Because the immediate public, political and media reaction has been to call for the immediate appointment of a fresh cabinet since it doesn’t currently exist, this latter paragraph offers five views of the orientation that any new Cabinet Secretary (CS) must bring to the role.
On social media, we encounter the idea of joint (President and public/Gen Z) CS hiring with eight qualifying criteria (age, integrity record, judicial record, wealth declaration, humility, subject matter knowledge/domain experience, no relation to the President and no past in current and previous governments at CS or PS level) and five self-acceptance standards (accept public (including Gen Z) scrutiny, lower salary, smaller transport, no security and no priority in everyday traffic). Notwithstanding the wider idea that this purge wasn’t enough, hence July 16.

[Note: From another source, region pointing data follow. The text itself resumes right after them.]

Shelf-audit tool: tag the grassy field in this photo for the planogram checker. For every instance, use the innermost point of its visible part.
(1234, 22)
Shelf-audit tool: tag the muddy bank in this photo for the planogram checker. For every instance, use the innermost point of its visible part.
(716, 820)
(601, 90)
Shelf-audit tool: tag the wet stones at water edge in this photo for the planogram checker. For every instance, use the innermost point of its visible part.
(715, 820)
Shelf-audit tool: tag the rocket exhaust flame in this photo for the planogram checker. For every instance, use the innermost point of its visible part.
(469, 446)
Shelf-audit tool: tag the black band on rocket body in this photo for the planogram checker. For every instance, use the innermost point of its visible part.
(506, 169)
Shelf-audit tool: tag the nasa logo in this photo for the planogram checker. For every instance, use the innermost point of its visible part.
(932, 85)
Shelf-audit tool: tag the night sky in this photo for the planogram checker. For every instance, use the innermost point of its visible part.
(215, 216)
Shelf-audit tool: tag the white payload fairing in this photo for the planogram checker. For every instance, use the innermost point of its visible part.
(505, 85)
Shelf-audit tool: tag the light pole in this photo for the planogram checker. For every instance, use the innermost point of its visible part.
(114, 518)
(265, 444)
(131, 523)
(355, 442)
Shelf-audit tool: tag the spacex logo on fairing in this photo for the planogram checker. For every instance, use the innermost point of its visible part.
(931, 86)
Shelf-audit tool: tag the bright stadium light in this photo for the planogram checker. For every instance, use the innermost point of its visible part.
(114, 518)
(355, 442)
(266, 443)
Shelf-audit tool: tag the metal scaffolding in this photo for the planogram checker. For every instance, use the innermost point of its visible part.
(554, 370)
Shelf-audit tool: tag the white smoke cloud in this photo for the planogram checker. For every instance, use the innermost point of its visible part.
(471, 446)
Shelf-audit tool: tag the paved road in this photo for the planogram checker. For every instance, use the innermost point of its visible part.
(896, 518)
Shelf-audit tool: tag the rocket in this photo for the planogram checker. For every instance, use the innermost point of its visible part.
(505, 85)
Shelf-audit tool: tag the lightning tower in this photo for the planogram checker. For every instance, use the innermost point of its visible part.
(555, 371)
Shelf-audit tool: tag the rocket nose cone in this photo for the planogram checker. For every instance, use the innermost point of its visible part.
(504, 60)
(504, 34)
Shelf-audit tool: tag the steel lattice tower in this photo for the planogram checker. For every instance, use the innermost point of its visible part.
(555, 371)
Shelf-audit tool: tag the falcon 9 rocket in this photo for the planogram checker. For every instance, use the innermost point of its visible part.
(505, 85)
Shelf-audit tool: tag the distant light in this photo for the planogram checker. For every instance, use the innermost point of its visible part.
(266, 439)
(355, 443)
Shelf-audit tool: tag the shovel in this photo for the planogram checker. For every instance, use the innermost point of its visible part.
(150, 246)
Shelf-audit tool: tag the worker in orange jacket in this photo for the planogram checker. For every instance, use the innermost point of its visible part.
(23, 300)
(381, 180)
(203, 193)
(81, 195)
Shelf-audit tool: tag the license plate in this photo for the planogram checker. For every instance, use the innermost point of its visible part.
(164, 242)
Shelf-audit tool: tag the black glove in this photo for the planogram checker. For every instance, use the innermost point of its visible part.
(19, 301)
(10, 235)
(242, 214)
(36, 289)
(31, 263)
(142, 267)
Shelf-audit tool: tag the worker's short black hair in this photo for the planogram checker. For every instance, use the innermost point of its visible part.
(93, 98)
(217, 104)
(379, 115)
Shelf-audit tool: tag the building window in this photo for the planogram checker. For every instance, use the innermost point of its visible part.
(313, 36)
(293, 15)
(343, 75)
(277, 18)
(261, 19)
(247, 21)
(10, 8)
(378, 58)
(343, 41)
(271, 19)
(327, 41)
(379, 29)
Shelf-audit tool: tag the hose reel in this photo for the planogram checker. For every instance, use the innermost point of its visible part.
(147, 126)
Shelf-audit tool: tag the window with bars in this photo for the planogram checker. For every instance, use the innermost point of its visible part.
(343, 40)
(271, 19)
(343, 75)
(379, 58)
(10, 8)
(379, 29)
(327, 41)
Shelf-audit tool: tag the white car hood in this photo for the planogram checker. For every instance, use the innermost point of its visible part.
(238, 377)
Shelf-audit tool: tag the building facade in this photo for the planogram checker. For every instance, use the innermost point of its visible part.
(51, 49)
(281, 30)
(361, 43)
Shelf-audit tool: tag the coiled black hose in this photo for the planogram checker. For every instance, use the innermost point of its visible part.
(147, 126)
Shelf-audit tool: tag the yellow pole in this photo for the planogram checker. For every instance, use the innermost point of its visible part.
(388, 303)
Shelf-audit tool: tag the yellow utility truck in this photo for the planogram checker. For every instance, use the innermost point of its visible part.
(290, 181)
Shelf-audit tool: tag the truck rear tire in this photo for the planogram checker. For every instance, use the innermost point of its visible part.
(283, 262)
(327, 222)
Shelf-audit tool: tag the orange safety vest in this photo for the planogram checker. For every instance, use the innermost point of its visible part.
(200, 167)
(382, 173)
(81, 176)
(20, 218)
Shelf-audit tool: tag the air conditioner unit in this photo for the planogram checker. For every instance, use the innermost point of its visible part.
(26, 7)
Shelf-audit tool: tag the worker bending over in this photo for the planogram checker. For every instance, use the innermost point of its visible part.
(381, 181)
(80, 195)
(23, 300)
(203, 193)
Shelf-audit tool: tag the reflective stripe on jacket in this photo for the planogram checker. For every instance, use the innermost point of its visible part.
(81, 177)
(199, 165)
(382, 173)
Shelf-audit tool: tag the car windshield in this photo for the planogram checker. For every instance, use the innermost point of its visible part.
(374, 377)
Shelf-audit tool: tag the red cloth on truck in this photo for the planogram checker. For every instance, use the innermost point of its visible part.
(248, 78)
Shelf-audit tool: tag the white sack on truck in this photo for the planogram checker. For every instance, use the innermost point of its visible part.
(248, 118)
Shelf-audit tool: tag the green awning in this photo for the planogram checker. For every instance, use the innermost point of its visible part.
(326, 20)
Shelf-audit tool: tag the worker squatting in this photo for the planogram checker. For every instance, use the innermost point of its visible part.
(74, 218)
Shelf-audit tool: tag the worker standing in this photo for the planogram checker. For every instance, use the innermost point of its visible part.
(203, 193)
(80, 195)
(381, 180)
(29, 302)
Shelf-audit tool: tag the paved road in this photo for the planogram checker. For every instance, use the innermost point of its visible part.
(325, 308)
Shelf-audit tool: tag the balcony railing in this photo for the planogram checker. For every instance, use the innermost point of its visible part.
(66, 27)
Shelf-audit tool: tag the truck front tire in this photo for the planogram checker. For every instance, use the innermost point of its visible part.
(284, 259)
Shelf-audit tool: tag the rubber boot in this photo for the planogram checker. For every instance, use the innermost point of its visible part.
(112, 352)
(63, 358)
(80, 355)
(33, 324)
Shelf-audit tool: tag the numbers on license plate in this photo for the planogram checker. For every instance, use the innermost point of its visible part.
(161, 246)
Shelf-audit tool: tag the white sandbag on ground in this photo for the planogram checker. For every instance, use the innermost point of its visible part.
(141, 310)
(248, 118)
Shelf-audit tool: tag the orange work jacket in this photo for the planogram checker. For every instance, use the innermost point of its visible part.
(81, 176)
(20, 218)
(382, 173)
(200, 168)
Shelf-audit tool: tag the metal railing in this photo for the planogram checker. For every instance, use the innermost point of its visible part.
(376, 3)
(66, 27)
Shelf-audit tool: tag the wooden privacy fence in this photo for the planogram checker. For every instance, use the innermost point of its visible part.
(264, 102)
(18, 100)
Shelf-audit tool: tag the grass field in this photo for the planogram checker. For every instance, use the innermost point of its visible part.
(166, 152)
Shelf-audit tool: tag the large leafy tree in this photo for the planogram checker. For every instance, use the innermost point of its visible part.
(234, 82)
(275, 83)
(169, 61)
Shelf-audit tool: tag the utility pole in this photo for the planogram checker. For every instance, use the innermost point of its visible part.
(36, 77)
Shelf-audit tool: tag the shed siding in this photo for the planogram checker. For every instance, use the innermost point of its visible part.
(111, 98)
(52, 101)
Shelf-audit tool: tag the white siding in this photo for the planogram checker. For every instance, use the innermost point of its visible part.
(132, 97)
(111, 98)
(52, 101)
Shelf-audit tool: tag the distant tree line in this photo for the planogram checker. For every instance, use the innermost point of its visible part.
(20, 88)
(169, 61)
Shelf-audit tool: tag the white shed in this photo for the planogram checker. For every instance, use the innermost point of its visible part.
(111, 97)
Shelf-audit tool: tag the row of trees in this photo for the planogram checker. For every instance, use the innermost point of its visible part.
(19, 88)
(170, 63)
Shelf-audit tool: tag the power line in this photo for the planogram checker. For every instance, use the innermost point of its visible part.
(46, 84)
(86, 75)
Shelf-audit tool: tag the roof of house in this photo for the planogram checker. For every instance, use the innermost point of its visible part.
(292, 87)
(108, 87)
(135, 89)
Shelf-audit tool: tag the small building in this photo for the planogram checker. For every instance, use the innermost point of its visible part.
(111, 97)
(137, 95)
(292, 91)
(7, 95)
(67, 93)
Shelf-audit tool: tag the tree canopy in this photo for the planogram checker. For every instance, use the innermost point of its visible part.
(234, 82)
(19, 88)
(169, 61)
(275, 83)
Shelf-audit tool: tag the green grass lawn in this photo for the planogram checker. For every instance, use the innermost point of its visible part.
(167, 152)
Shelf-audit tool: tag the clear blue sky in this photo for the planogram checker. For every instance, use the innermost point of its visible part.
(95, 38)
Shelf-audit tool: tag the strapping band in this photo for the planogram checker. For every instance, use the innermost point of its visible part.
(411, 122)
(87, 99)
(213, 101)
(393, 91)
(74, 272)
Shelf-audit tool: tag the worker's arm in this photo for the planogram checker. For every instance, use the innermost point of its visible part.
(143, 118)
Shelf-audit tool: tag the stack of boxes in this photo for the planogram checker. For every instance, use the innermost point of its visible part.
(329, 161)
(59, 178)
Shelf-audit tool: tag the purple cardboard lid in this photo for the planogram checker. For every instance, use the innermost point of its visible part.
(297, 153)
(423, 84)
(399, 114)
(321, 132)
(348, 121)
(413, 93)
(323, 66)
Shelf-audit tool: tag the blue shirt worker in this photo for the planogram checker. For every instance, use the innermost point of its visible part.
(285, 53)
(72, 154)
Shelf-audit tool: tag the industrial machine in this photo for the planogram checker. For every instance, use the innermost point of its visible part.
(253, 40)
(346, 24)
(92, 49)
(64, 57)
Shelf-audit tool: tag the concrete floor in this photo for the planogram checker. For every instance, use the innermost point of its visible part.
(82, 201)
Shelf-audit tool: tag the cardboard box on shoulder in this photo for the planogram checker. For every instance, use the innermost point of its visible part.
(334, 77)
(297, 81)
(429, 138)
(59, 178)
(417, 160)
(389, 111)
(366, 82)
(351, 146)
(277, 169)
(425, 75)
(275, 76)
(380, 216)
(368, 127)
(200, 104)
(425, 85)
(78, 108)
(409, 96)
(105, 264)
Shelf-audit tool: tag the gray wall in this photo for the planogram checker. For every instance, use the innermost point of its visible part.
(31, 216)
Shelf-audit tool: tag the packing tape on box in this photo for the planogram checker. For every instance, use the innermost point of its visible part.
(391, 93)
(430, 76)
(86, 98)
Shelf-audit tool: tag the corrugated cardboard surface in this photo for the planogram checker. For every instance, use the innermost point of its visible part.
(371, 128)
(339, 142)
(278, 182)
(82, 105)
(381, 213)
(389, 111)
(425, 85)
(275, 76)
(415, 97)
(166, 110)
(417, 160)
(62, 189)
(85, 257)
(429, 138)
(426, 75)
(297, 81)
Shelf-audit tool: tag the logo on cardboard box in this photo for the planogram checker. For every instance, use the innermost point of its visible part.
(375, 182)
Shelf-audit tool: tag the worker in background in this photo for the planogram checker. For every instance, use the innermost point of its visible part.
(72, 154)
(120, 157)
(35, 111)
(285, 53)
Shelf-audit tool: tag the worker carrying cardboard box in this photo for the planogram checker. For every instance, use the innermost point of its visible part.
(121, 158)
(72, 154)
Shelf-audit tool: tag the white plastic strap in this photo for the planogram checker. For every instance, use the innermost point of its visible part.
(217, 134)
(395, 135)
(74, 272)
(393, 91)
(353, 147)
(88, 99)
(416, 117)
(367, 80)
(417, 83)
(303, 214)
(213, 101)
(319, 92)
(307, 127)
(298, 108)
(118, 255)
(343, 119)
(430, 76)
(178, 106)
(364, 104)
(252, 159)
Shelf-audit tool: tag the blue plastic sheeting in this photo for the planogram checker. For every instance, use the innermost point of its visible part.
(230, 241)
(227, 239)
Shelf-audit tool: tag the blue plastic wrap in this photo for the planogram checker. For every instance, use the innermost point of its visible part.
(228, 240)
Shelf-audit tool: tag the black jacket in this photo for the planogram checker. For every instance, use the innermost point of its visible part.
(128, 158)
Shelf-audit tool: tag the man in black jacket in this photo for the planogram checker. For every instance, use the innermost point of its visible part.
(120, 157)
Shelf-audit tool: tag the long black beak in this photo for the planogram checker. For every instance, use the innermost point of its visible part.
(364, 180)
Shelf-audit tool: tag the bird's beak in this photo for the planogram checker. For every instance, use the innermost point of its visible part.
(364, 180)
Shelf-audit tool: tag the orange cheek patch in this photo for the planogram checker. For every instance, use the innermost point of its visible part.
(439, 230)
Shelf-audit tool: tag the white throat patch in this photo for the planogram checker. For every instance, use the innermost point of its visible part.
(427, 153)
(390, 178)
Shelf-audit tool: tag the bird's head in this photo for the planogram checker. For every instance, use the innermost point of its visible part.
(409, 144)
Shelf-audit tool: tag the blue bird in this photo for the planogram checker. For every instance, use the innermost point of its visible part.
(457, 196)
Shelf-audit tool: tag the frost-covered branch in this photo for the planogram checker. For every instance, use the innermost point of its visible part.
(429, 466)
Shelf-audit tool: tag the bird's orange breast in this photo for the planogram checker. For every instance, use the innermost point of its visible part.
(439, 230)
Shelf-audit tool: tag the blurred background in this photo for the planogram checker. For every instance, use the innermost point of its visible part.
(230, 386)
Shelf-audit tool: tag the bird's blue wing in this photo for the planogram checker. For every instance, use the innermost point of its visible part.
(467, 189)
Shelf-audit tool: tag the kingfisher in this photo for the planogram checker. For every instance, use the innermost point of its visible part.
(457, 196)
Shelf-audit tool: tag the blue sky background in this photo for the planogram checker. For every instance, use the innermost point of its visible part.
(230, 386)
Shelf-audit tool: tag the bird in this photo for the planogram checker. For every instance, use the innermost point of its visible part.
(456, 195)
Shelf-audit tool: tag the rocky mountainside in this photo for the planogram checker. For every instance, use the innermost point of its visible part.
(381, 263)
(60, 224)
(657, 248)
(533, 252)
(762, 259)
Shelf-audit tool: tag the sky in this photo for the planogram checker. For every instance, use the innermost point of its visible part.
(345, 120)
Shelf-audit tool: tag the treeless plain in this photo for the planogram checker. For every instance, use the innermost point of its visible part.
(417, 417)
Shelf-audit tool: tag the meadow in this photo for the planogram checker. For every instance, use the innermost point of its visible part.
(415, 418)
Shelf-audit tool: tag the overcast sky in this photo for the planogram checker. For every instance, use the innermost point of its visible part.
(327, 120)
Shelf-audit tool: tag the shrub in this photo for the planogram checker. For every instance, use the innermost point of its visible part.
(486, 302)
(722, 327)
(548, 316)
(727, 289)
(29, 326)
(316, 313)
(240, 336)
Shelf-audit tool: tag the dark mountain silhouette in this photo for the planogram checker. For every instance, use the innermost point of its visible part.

As we walk into the uncertainty of the coming week, is Kenya making any democratic progress or are we witnessing yet another rearguard political action in our low-trust society? Most likely a bit of both. These protests have humbled, even humiliated, our political class.
Even though clearly taken by surprise and still sounding reluctant, President Ruto has correctly attempted responses to the demands he has faced, even when Kenyans have pushed back hard.
Yet, the unvarnished truth is our leaders and citizens are still not on the same page. Before we get to the elephant in the room - multiple killings, arrests and abductions of innocent citizens, not criminals, as this administration’s default, not exceptional, response to public protests.
Is our 20th century political wavelength out of sync with our 21st century citizen bandwidth? That’s a question as much for Kenya’s political class as it is for an IMF operating as if it is 1999.